Jacqueline Jones Royster is former Ivan Allen Jr. Chair in Liberal Arts and Technology and dean of the Ivan Allen College of Liberal Arts at the Georgia Institute of Technology and professor emerita at both The Ohio State University and Georgia Tech. Her research focuses on the intersections of the history of rhetoric, feminist studies, and cultural studies, with interests in the connections between human and civil rights, as well as in the digital humanities. She is the author of Traces of a Stream: Literacy and Social Change among African American Women and Southern Horrors and Other Writings: The Anti-lynching Campaign of Ida B. Wells-Barnett, among other titles.
In Making the World a Better Place, Royster argues that African American women must be taken seriously as historical actors who were more consistently and more variously engaged in community- and nation-building than they have been given credit for. Their considerable rhetorical expertise becomes evident when looking carefully at their work in terms of identity, agency, authority, and expressiveness. Their writings constitute a substantial artifactual record of their levels of engagement, their excellence in sociopolitical work, and the legacies of leadership and action. The writing of African American women during the nineteenth century reflects their own perceptions of the ways and means of their lives. They deserve to be recognized as consequential contributors to the narratives of the nation, rather than marginalized as a group. To that end, Jacqueline Jones Royster offers a deeper understanding, often through their own words, of these women, their practices, and their achievements.

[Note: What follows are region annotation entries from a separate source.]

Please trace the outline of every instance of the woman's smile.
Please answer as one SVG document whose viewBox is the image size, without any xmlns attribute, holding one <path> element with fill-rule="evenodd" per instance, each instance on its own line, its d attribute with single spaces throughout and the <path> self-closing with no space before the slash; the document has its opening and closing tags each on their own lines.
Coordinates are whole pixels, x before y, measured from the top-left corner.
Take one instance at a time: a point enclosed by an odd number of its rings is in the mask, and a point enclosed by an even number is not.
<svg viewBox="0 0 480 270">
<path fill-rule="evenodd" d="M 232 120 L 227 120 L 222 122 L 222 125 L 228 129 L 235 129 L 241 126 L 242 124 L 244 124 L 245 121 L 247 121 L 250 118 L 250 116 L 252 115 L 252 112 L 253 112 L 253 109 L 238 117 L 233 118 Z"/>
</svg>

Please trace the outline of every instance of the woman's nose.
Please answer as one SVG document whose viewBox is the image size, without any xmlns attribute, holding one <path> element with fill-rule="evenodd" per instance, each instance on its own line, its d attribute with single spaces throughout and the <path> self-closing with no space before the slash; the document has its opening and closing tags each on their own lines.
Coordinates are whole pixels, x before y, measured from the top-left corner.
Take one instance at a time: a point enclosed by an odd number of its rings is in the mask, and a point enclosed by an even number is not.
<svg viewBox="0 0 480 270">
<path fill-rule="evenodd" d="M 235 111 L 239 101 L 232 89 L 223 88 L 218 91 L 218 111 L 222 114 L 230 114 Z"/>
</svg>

Traces of a Stream offers a unique scholarly perspective that merges interests in rhetorical and literacy studies, United States social and political theory, and African American women writers. Focusing on elite nineteenth-century African American women who formed a new class of women well positioned to use language with consequence, Royster uses interdisciplinary perspectives (literature, history, feminist studies, African American studies, psychology, art, sociology, economics) to present a well-textured rhetorical analysis of the literate practices of these women. With a shift in educational opportunity after the Civil War, African American women gained access to higher education and received formal training in rhetoric and writing. By the end of the nineteenth-century, significant numbers of African American women operated actively in many public arenas.
In her study, Royster acknowledges the persistence of disempowering forces in the lives of African American women and their equal perseverance against these forces. Amid these conditions, Royster views the acquisition of literacy as a dynamic moment for African American women, not only in terms of their use of written language to satisfy their general needs for agency and authority, but also to fulfill socio-political purposes as well.
Traces of a Stream is a showcase for nineteenth-century African American women, and particularly elite women, as a group of writers who are currently underrepresented in rhetorical scholarship. Royster has formulated both an analytical theory and an ideological perspective that are useful in gaining a more generative understanding of literate practices as a whole and the practices of African American women in particular. Royster tells a tale of rhetorical prowess, calling for alternative ways of seeing, reading, and rendering scholarship as she seeks to establish a more suitable place for the contributions and achievements of African American women writers.